I've returned recently ( for domain-specific reasons ) to sets of (opaque) god-classes with good interfaces when needed. No state in a god-class is visible except through the interface.
Since the domain requires a great deal of serialization, the interfaces are usually strings over that. In cases, it's even easier to just open a socket to the serialization interface.
So far, I'm able to pub/sub periodic data streams, but it'd be pretty easy to add "wake me when" operators and such.
It forces the use of one central table of names cross callbacks ( which can be grown dynamically ) but it's very, very nice to work with.
YMMV. The domain is instrumentation and industrial control, which just fits this pattern nicely. All use cases can and are specified as message sequences.
I've been using the delegation pattern a lot lately as a nice way to combine the best bits of god classes (few dependencies) with the best of SRP (small easy to test parts).

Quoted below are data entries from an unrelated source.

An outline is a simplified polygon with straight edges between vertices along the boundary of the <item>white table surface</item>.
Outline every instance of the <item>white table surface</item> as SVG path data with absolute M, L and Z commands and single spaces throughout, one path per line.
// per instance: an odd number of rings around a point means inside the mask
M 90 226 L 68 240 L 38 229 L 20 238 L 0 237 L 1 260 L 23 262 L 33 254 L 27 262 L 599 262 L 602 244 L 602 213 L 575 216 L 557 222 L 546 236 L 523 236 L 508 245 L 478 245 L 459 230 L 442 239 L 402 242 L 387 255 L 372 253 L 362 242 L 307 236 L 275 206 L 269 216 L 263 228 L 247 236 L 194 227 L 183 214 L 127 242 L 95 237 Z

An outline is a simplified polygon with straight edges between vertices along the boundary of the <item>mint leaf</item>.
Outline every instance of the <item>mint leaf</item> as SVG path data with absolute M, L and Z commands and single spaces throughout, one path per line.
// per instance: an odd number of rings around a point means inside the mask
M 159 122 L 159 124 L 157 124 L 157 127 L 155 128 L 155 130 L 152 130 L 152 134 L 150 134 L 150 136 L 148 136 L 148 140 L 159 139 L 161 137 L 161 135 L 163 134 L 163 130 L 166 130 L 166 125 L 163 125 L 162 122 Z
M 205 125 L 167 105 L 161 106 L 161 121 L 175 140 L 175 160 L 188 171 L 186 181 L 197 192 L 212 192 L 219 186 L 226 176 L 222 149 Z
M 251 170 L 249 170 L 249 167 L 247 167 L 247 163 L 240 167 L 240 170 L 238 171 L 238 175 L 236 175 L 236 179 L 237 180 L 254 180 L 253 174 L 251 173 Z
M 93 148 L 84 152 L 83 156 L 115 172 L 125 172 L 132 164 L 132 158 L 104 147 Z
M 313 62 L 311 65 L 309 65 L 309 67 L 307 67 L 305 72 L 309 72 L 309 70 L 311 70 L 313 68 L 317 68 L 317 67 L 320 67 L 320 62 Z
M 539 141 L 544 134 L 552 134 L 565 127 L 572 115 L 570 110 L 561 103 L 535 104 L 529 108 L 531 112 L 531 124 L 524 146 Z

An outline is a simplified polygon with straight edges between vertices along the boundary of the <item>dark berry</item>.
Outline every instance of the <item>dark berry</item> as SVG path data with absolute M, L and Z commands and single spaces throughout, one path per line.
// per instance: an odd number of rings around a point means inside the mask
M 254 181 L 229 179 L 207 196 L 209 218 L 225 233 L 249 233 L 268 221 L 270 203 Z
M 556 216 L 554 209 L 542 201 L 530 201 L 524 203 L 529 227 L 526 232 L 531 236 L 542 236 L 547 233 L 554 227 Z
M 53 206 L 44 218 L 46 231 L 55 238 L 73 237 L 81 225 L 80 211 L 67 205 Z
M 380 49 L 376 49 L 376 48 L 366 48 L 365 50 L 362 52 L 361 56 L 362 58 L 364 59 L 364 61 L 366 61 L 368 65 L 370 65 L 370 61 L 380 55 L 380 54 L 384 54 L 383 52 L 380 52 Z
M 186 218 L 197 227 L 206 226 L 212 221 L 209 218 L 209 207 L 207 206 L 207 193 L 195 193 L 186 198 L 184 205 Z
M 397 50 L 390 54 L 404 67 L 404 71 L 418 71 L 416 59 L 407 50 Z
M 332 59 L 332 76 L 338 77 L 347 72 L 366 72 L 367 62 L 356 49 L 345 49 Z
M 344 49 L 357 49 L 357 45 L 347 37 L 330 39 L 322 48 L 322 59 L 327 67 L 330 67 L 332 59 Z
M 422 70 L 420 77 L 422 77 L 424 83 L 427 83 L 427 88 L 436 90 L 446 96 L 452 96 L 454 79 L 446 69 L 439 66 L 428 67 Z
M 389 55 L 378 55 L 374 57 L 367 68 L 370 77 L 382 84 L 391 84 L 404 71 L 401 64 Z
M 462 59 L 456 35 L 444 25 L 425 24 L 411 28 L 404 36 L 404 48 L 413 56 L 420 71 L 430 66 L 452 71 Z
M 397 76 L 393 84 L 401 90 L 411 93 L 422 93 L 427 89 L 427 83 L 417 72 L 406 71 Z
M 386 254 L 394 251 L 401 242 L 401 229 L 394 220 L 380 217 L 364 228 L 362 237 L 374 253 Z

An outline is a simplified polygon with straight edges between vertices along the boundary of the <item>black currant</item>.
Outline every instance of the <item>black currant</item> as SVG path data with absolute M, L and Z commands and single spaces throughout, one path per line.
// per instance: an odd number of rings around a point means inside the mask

This way A, B, C (and many others) only depends on X, the delegator (which exposes a number of interfaces for practically everything), but X depends on everything and the kitchen sink, X contains no real functionality.
>And using public fields in a non trivial project is a sure receipt for disaster.
Why, though? Surely it's the programmers' job to access what they need and leave alone what the don't. As someone else said, Python has no concept of public/private and it works okay.
If you make the statically typed field public you lose the ability to change the implementation without breaking the clients. (Getters/setters have the same problems, but not as pronounced). And no, you don't always have the ability to recompile everything that's using your code.
An argument for properties are to hide the implementation details. It keeps idiots from changing variables they shouldn't (if they really want to, there's sometimes reflection), and it hides implementation detail variables from the autocomplete box.